# Bayesian Optimization for Hyperparameter Tuning

This notebook demonstrates the use of Bayesian Optimization using Optuna to tune hyperparameters for a character-level language model. The optimization process is logged, and visualizations of the results are provided.

The hyperparameters being tuned include:
- learning rate
- weight decay
- learning rate schedule.

In [1]:
import optuna
optuna.logging.set_verbosity(optuna.logging.INFO)
import optuna.visualization as vis
import kaleido
import plotly.io as pio
import time
import sys
import os
from pathlib import Path

cwd = Path.cwd()

project_root = cwd.parents[0]
sys.path.append(str(project_root))

from objective_fn import build_objective
from bo_utils import initialize_training_log
from callbacks import create_safety_callback

In [2]:
from google.colab import drive
drive.mount('/content/drive')

# Set up a backup drive and download directory
DRIVE_BACKUP_DIR = "/content/drive/MyDrive/character_llm_bo_backups"
os.makedirs(DRIVE_BACKUP_DIR, exist_ok=True)

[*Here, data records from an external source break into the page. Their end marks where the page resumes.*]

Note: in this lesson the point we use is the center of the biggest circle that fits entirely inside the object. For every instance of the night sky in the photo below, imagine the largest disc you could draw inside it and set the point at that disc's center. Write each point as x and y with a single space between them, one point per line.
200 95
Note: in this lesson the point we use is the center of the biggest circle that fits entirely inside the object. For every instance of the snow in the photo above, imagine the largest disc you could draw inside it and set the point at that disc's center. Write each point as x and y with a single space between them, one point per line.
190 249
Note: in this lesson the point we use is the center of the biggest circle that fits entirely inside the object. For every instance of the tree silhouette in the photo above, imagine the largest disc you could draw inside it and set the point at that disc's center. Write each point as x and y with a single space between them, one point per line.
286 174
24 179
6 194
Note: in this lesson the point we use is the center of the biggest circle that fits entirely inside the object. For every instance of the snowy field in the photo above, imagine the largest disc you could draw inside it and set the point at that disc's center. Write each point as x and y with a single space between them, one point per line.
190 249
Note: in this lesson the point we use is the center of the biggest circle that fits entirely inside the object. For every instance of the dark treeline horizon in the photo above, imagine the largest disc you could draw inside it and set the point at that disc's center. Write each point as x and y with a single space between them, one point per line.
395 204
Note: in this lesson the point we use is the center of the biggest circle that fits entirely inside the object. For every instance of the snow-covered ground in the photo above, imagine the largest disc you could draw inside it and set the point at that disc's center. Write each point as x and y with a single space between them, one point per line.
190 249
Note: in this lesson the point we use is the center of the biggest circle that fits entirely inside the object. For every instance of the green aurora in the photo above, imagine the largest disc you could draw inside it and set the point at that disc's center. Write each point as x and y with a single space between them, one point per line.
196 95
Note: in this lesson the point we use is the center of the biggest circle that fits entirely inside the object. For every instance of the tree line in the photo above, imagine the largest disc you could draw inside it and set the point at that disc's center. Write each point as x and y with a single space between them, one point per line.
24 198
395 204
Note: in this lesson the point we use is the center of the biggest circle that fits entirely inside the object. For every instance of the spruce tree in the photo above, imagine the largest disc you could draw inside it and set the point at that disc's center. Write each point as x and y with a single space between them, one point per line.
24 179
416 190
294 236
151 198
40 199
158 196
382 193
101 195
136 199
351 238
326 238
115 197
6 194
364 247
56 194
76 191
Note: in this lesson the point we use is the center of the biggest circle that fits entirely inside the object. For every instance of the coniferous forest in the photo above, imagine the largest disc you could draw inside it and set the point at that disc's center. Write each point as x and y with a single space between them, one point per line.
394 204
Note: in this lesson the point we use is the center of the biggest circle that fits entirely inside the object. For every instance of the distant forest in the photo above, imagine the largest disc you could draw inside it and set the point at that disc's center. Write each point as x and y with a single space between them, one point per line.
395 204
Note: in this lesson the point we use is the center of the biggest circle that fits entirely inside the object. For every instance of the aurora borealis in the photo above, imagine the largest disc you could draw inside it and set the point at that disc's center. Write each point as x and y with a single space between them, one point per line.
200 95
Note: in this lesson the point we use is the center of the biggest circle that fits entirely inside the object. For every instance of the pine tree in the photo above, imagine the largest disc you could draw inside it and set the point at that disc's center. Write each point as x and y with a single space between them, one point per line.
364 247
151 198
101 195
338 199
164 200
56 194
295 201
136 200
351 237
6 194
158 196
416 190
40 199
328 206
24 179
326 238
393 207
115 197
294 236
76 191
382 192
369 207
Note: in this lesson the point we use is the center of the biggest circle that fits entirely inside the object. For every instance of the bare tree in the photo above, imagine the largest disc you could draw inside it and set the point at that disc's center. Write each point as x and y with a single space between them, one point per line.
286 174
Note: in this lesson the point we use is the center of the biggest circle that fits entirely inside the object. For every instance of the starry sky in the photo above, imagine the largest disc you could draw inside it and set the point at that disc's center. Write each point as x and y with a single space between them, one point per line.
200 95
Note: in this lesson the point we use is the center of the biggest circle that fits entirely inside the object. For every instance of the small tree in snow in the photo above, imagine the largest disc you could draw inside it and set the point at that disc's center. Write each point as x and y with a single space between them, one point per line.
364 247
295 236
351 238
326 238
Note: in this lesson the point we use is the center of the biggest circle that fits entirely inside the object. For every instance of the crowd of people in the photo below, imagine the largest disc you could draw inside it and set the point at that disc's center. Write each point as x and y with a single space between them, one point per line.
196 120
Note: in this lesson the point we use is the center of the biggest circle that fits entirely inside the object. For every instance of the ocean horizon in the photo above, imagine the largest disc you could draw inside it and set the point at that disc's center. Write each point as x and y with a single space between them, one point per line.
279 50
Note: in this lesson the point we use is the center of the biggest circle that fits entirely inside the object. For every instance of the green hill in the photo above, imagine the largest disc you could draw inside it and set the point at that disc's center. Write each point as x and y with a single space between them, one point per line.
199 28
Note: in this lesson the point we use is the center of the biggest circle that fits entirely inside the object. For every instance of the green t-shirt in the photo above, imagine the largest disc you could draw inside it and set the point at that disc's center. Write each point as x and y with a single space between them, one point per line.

Drive already mounted at /content/drive; to attempt to forcibly remount, call drive.mount("/content/drive", force_remount=True).


# Load the Experiment Setup

## Load data & set the relevant directory/output paths

The same text8 dataset is used, which has 100M characters of text data from Wikipedia articles. It contains only lowercase letters and spaces, and is already pre-split into 90M characters for training and 10M characters for testing.

- Here, we set the necessary directory paths for data and configuration files.
- We also define the maximum search time `max_search_hours` for the optimization process.
- We define how often to download intermediate results during the optimization process.
- Finally, we initialize the training log if it does not already exist.

In [3]:
# data_dir = "./../../data/text8_train.txt" # Set the data directory path for local setup
data_dir = "./text8_train.txt" # Set the data directory path for Google Colab
config_path = "./config.json" # Set the configuration file path
output_file = "./tuning_results.log"

max_search_hours = 0.01 # Set the maximum search time in hours
download_every_n_trials = 1 # Set how often to download intermediate results

In [4]:
# Read in training text file
with open(data_dir, 'r', encoding='utf-8') as f:
    train_text = f.read()
print(f"Training text loaded. Length: {len(train_text) :,} characters.")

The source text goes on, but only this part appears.